Aktualności

Lewis i Lando znowu są wolni i szukają nowego domu!

13.03.24

Obydwaj malcy są oczywiście w pełni gotowi do przeprowadzki. No powiedzmy prawie gotowi – ponieważ mieli iść do tego samego domu, przygotowana dla nich wyprawka to odzwierciedla. Mamy więc jedną wędkę (ale dwie zawieszki do niej – przy dwóch kociakach ich żywotność będzie zdecydowanie krótsza), podwójny worek karmy i posłanko z dwoma imionami. Możliwość zmiany domu w dwupaku byłaby w związku z tym znacznym ułatwieniem, ale nie jest to oczywiście jedyna dostępna opcja. Ważne jest dla nas natomiast, żeby każdy z nich trafił do domu najbardziej dla siebie odpowiedniego, bo też pod względem usposobienia różnią się nasze maluchy radykalnie.

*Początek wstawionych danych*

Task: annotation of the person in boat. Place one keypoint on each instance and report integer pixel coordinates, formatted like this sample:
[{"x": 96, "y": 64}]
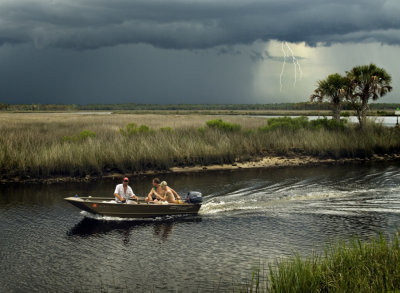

Łaciaty Lewisek to prawdziwe żywe srebro – śmiały, ciekawski i wszędobylski. Najlepszy dla niego dom, to taki, w którym dużo się dzieje. Landunio jest dużo spokojniejszy, na nowe dla niego sytuacje nie reaguje tak żywiołowo. Bawiąc się z bratem pierwszy odpuszcza, nad przedłużające się gonitwy i zapasy przedkładając wylegiwanie na ciepłym kaloryferze. To jeden z takich kociaków, którego w razie potrzeby wypuścilibyśmy także do domu, w którym miałby być kocim jedynakiem (choć oczywiście wychowany w kocim domu i mający bieżący kontakt z reszta naszych futrzanych rezydentów nie ma żadnych problemów z międzykocimi relacjami).